Jhabua

The princely state of Jhabua was a guaranteed chiefship under the Bhoplwar Agency, Central India during the British Raj. It was bounded on the north by Kushalgarh State in the Rajputaua Agency, on the south by Jobat State, on the east by Ali-Raipur and Dhar, and on the west by the Pauch Mahals District of Bombay. The State lay wholly in the mountainous region of Malwa known as Rath which constituted of the western boundary of the Malwa plateau, and later became a part of the Malwa Agency in 1927.

After India's independence in 1947, Jhabua's last ruler signed the accession to the Indian Union on 15 June 1948, and Jhabua became part of the newly created Madhya Bharat state, which in 1956 was merged into Madhya Pradesh.

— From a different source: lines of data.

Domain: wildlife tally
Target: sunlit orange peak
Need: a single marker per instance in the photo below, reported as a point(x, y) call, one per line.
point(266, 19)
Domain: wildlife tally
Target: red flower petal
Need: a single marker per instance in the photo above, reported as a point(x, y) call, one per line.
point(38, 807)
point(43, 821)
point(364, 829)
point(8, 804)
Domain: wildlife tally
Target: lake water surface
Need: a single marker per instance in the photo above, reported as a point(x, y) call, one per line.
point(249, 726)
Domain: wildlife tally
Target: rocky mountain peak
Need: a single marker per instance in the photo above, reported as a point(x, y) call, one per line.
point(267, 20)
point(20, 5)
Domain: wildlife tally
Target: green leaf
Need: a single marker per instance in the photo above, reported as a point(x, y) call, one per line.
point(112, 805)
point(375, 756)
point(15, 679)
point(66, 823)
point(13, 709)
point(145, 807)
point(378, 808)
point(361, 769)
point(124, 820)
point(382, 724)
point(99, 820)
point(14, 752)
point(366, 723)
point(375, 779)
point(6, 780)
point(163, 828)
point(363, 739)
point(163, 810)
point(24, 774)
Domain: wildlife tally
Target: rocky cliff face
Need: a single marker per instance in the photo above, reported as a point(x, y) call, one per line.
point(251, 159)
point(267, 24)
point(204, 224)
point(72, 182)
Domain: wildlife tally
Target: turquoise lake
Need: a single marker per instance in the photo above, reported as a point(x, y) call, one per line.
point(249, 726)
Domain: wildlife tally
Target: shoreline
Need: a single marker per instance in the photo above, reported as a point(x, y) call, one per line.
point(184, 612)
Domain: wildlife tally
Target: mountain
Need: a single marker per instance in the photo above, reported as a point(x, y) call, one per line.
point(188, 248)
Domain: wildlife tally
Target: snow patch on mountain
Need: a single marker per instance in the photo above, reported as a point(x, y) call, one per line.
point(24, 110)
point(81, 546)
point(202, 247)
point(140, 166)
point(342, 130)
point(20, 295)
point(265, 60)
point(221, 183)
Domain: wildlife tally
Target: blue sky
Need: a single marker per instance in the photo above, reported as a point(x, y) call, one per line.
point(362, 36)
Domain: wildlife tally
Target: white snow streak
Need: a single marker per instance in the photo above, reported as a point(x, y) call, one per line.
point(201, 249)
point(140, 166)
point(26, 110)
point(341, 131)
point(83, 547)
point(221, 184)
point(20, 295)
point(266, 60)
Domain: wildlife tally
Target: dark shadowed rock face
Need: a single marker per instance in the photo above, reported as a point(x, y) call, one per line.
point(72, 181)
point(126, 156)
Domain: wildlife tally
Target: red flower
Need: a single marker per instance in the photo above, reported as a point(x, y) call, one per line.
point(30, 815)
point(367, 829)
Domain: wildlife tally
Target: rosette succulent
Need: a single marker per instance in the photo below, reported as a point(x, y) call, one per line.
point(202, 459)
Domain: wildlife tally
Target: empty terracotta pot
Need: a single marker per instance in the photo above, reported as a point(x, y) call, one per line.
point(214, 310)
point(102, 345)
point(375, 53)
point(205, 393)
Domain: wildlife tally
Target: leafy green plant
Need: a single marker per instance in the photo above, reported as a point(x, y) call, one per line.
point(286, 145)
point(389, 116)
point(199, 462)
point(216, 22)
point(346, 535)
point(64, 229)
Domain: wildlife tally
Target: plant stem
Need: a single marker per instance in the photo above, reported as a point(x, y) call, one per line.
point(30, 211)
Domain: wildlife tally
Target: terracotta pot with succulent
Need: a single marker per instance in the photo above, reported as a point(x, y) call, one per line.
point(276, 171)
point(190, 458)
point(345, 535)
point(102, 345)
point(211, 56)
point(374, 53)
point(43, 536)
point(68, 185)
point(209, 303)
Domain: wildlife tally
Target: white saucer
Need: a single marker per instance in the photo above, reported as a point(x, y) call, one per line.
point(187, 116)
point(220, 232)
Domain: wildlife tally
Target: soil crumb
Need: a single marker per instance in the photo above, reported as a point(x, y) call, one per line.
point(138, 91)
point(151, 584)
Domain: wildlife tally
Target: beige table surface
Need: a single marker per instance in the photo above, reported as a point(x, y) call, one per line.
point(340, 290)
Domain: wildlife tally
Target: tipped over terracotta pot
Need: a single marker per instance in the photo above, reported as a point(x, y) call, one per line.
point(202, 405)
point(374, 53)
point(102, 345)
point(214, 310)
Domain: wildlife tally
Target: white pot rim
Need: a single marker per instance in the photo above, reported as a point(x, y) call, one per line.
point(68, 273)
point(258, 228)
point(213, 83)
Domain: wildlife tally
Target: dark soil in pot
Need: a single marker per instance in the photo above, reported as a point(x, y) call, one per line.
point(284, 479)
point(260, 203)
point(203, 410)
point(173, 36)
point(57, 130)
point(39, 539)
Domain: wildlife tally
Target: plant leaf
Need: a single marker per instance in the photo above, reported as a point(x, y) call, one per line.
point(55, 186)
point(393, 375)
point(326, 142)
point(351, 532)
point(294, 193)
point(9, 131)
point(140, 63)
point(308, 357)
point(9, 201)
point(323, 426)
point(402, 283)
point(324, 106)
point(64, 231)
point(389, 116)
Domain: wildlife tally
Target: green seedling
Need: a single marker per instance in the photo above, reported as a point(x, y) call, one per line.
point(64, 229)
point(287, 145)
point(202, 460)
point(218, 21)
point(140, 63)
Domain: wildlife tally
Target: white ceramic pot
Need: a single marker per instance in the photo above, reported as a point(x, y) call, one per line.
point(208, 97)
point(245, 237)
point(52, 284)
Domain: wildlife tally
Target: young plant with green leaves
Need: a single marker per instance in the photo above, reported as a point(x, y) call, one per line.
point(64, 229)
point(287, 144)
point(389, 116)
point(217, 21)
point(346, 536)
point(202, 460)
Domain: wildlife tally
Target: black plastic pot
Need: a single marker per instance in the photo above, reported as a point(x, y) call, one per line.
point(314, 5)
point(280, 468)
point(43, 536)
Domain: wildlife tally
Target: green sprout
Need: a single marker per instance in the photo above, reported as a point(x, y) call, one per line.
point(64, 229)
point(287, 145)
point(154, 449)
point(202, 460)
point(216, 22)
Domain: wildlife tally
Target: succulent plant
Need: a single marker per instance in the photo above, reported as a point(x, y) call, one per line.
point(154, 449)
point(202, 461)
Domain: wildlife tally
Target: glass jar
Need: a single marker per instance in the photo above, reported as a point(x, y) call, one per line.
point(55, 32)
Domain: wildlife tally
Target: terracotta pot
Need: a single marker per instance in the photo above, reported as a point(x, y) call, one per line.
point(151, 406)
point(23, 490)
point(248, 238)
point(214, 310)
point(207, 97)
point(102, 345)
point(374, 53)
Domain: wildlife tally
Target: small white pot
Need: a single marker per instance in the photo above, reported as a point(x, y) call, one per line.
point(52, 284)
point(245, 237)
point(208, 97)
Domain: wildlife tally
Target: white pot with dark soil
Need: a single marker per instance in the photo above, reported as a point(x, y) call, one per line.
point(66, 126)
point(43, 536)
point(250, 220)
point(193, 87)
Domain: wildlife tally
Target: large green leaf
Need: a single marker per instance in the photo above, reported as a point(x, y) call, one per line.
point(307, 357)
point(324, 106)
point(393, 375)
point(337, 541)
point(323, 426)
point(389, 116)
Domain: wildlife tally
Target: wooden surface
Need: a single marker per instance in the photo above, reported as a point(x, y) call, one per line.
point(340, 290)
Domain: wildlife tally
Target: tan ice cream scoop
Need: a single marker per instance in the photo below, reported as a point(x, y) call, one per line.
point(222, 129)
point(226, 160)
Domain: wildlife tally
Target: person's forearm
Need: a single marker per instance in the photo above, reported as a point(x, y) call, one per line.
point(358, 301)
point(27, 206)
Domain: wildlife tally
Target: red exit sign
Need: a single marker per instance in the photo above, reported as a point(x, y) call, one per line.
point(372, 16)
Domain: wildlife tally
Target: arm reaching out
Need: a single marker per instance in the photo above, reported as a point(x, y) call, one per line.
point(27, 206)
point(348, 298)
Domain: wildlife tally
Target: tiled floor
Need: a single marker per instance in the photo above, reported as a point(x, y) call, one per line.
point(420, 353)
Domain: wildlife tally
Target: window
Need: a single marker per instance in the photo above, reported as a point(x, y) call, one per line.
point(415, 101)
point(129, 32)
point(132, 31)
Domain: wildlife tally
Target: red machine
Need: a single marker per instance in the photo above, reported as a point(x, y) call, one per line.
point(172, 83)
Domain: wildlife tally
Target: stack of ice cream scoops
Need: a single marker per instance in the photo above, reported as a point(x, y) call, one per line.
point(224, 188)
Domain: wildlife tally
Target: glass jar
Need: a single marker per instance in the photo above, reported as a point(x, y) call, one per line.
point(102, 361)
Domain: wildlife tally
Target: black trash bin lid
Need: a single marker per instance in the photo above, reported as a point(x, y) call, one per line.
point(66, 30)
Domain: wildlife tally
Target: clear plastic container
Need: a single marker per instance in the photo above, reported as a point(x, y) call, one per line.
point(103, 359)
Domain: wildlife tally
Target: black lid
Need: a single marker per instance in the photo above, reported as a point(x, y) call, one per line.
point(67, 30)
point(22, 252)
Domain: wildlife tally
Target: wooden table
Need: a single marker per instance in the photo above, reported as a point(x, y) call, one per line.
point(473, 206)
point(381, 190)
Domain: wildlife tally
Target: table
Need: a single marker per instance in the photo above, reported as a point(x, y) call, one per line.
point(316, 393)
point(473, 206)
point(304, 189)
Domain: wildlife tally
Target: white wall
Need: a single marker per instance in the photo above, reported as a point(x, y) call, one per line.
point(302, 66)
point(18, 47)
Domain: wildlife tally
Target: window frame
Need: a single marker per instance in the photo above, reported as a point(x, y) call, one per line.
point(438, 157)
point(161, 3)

Jhabua takes its name from a chief town founded in the sixteenth century by a notorious freebooter Jhabbu Naik of the Labhana caste. The rulers of this state descended from Bir Singh, fifth son of Jodha who was the founder of Jodhpur in Rajputana. This branch of family rose to favor at Delhi and acquired Badnawar in Malwa in fief in 1584. Kesho Das, son of Bhiman Singh who then held Badnawar, was attached to the retinue of Prince Salim who on his accession as Emperor Jahangir employed him to subdue the turbulent freebooters infesting the south-western districts of Malwa. After suppression of these gangs, Kesho Das obtained possession of their lands. In 1607 he was invested with the insignia of nobility by the Emperor, but died the same year. was possibly poisoned by his son and heir.